Sicilian Uncles

by Leonardo Sciascia

Published 10 March 1988
The expression 'Sicilian uncle' has the same sense in Italian as 'Dutch uncle' does in English, but with sinister overtones of betrayal and inconstancy. The four novellas in Sicilian Uncles (1958) political thrillers of a kind - are the first fruits of Sciascia's maturity. In these stories, illusions about ideology and history are lost in mirth, in suffering, and innocence is abandoned. Each novella has its historical moment: the Allied invasion of Sicily, the Spanish Civil War, the death of Stalin, the 'events' of 1948. These occasions and their consequences are registered in the lives of Sciascia's wonderfully drawn characters.

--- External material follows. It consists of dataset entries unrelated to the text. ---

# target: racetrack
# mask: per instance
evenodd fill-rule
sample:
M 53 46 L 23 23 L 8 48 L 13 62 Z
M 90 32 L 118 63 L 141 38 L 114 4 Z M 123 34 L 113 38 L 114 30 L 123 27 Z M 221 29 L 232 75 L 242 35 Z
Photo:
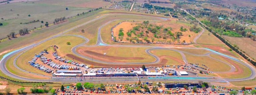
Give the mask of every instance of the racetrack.
M 228 79 L 228 78 L 206 78 L 206 79 L 181 79 L 180 78 L 178 78 L 178 79 L 161 79 L 161 78 L 157 78 L 157 79 L 148 79 L 148 78 L 142 78 L 142 79 L 141 79 L 141 80 L 142 81 L 197 81 L 199 80 L 202 80 L 205 81 L 207 81 L 207 82 L 213 82 L 213 81 L 240 81 L 240 80 L 249 80 L 249 79 L 251 79 L 255 77 L 256 77 L 256 71 L 255 71 L 255 69 L 252 67 L 250 65 L 248 65 L 246 63 L 245 63 L 244 62 L 243 62 L 240 60 L 239 60 L 238 59 L 237 59 L 235 58 L 233 58 L 232 57 L 230 57 L 228 55 L 226 55 L 225 54 L 222 54 L 219 53 L 219 52 L 215 51 L 213 50 L 210 50 L 208 49 L 207 48 L 196 48 L 196 47 L 169 47 L 168 48 L 165 48 L 161 46 L 147 46 L 147 45 L 111 45 L 109 44 L 106 44 L 105 43 L 104 43 L 103 41 L 102 41 L 102 39 L 101 39 L 101 28 L 104 27 L 104 26 L 107 25 L 108 24 L 109 24 L 109 23 L 114 21 L 115 20 L 120 20 L 121 19 L 116 19 L 112 21 L 110 21 L 107 23 L 105 23 L 105 24 L 102 25 L 102 26 L 100 26 L 99 28 L 98 29 L 98 33 L 97 33 L 97 41 L 95 45 L 93 46 L 87 46 L 87 45 L 84 45 L 87 43 L 89 41 L 89 39 L 85 37 L 84 37 L 80 36 L 80 35 L 63 35 L 62 34 L 64 34 L 66 32 L 68 32 L 70 31 L 71 31 L 71 30 L 72 30 L 74 29 L 75 29 L 76 28 L 77 28 L 78 27 L 79 27 L 81 26 L 82 26 L 83 25 L 86 25 L 86 24 L 88 24 L 90 23 L 90 22 L 95 21 L 96 20 L 100 19 L 102 17 L 104 17 L 107 16 L 109 16 L 111 15 L 123 15 L 125 14 L 108 14 L 107 15 L 105 15 L 102 16 L 100 17 L 98 17 L 96 18 L 95 19 L 92 19 L 89 21 L 86 22 L 82 24 L 78 25 L 77 26 L 76 26 L 75 27 L 73 27 L 69 30 L 67 30 L 65 31 L 64 31 L 63 32 L 62 32 L 61 33 L 60 33 L 59 34 L 58 34 L 57 35 L 55 35 L 53 36 L 52 36 L 51 37 L 49 38 L 47 38 L 45 39 L 44 40 L 43 40 L 43 41 L 42 41 L 38 42 L 37 43 L 32 44 L 29 46 L 27 46 L 25 47 L 24 48 L 22 48 L 17 50 L 14 51 L 13 52 L 12 52 L 10 53 L 8 53 L 7 54 L 5 55 L 4 56 L 2 59 L 1 59 L 1 61 L 0 61 L 0 69 L 5 74 L 11 77 L 13 77 L 16 79 L 20 79 L 20 80 L 27 80 L 29 81 L 40 81 L 40 82 L 60 82 L 60 81 L 62 81 L 62 82 L 75 82 L 76 81 L 80 81 L 80 80 L 79 80 L 78 79 L 82 79 L 82 81 L 90 81 L 90 82 L 95 82 L 95 81 L 98 81 L 98 80 L 97 80 L 98 79 L 100 79 L 100 78 L 94 78 L 94 79 L 88 79 L 86 78 L 84 78 L 84 79 L 65 79 L 65 78 L 60 78 L 60 79 L 56 79 L 56 78 L 52 78 L 50 79 L 29 79 L 27 78 L 25 78 L 23 77 L 22 76 L 18 76 L 18 75 L 16 75 L 13 74 L 12 73 L 11 73 L 9 72 L 8 70 L 7 69 L 6 67 L 5 66 L 5 63 L 6 63 L 7 60 L 10 58 L 11 56 L 16 55 L 17 54 L 21 53 L 21 52 L 23 52 L 22 53 L 21 53 L 20 54 L 17 56 L 15 58 L 15 60 L 14 60 L 13 63 L 13 64 L 18 69 L 19 69 L 19 70 L 21 70 L 23 72 L 26 72 L 27 73 L 28 72 L 28 71 L 26 71 L 24 70 L 22 70 L 21 69 L 19 68 L 16 65 L 16 60 L 17 59 L 18 57 L 20 56 L 21 54 L 22 54 L 23 53 L 25 52 L 26 51 L 29 50 L 30 49 L 33 48 L 33 47 L 35 46 L 36 46 L 37 45 L 39 45 L 42 43 L 45 42 L 46 41 L 49 40 L 50 39 L 53 39 L 54 38 L 55 38 L 58 37 L 59 37 L 60 36 L 67 36 L 67 35 L 69 35 L 69 36 L 74 36 L 77 37 L 80 37 L 82 38 L 83 38 L 85 40 L 85 41 L 83 43 L 81 43 L 77 46 L 75 46 L 74 47 L 72 48 L 71 49 L 71 50 L 72 52 L 75 55 L 76 55 L 77 56 L 80 56 L 82 58 L 83 58 L 84 59 L 86 59 L 88 60 L 91 60 L 92 59 L 91 58 L 88 57 L 87 56 L 83 56 L 83 55 L 82 55 L 77 52 L 76 52 L 76 49 L 78 47 L 80 47 L 80 46 L 83 46 L 83 47 L 88 47 L 88 46 L 90 46 L 90 47 L 94 47 L 94 46 L 100 46 L 100 45 L 104 45 L 104 46 L 115 46 L 115 47 L 150 47 L 151 48 L 150 49 L 147 49 L 145 50 L 146 52 L 149 54 L 149 55 L 153 56 L 153 57 L 154 57 L 156 60 L 155 61 L 153 62 L 144 62 L 144 63 L 138 63 L 138 62 L 105 62 L 104 61 L 100 60 L 95 60 L 94 59 L 94 61 L 96 62 L 97 63 L 102 63 L 102 64 L 157 64 L 158 63 L 159 63 L 160 61 L 160 59 L 158 57 L 158 56 L 151 53 L 150 51 L 150 50 L 172 50 L 174 51 L 175 51 L 177 52 L 180 53 L 181 55 L 182 56 L 182 59 L 183 60 L 183 61 L 184 62 L 184 63 L 187 63 L 188 61 L 187 60 L 187 59 L 186 58 L 186 56 L 185 56 L 184 53 L 187 53 L 187 54 L 192 54 L 193 55 L 195 55 L 195 56 L 209 56 L 209 54 L 214 54 L 217 55 L 218 55 L 220 56 L 223 56 L 224 57 L 225 57 L 226 58 L 228 58 L 230 59 L 233 60 L 234 61 L 236 61 L 239 63 L 241 64 L 243 64 L 243 65 L 244 65 L 245 66 L 246 66 L 251 71 L 251 73 L 250 76 L 248 77 L 246 77 L 246 78 L 238 78 L 238 79 Z M 135 14 L 129 14 L 129 15 L 135 15 Z M 153 16 L 152 16 L 153 17 Z M 169 19 L 168 18 L 163 18 L 162 17 L 154 17 L 156 18 L 160 18 L 161 19 L 162 19 L 164 20 L 166 20 L 167 19 Z M 202 28 L 202 27 L 201 27 Z M 194 43 L 196 43 L 196 42 L 195 42 L 195 41 L 196 40 L 196 39 L 198 38 L 200 35 L 201 35 L 201 34 L 202 33 L 202 32 L 204 32 L 204 30 L 203 29 L 203 28 L 202 28 L 202 32 L 201 32 L 200 33 L 199 33 L 199 34 L 198 36 L 197 36 L 193 40 L 194 41 Z M 205 53 L 204 54 L 192 54 L 191 53 L 189 53 L 188 52 L 182 51 L 180 50 L 177 50 L 175 49 L 175 48 L 185 48 L 185 49 L 203 49 L 209 51 L 210 51 L 210 53 Z M 210 57 L 211 58 L 211 57 Z M 217 60 L 219 61 L 221 61 L 221 60 L 219 60 L 218 59 L 215 59 L 215 58 L 213 58 L 215 60 Z M 223 63 L 224 63 L 224 62 L 222 62 Z M 231 68 L 231 69 L 229 71 L 227 71 L 227 72 L 222 72 L 222 73 L 227 73 L 227 72 L 233 72 L 234 71 L 234 68 L 233 66 L 232 66 L 229 65 Z M 37 74 L 31 73 L 31 74 Z M 221 72 L 219 72 L 219 73 L 221 73 Z M 41 75 L 41 76 L 43 76 L 43 75 Z M 195 77 L 195 78 L 196 78 L 196 77 Z M 118 79 L 116 80 L 114 80 L 115 81 L 136 81 L 137 80 L 137 79 L 136 78 L 131 78 L 131 79 L 122 79 L 122 78 L 118 78 Z M 101 81 L 109 81 L 111 82 L 112 81 L 113 81 L 113 80 L 112 79 L 109 79 L 109 78 L 106 78 L 106 79 L 103 80 L 101 80 Z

Each has voice, wit, and a private history which open out onto the wider circumstances of his time, and hint towards the later work of Sciascia.

The Wine-dark Sea

by Leonardo Sciascia

Published 10 March 1988
Leonardo Sciascia was an outstanding and controversial presence in twentieth-century Italian literary and intellectual life. Writing about his native Sicily and its culture of secrecy and suspicion, Sciascia matched sympathy with skepticism, unflinching intelligence with a streetfighter's intransigent poise. Sciascia was particularly admired for his short stories, and The Wine-Dark Sea offers what he considered his best work in the genre: thirteen spare and trenchant miniatures that range in subject from village idiots to mafia dons, marital spats to American dreams. Here, in unforgettable form, Sciascia examines the contradictions—sometimes comic, sometimes deadly, and sometimes both—of Sicily's turbulent history and day-to-day life.

The Day of the Owl

by Leonardo Sciascia

Published 25 June 1987
This short novel about the mafia is also a mesmerizing demonstration of how that organization sustains itself. It is both a beautifully written story and a brave act of denunciation. A dark-suited man is shot as he runs for a bus in the piazza of a small town. The investigating officer is a man who believes in the values of a democratic and modern society, and soon finds himself up against a wall of silence and vested interests. The narrative moves on two levels: that of the investigator, who reveals a chain of nasty crimes; and that of the bystanders and watchers, of those complicit with secret power, whose gossipy furtive conversations have only one end: to stop the truth coming out.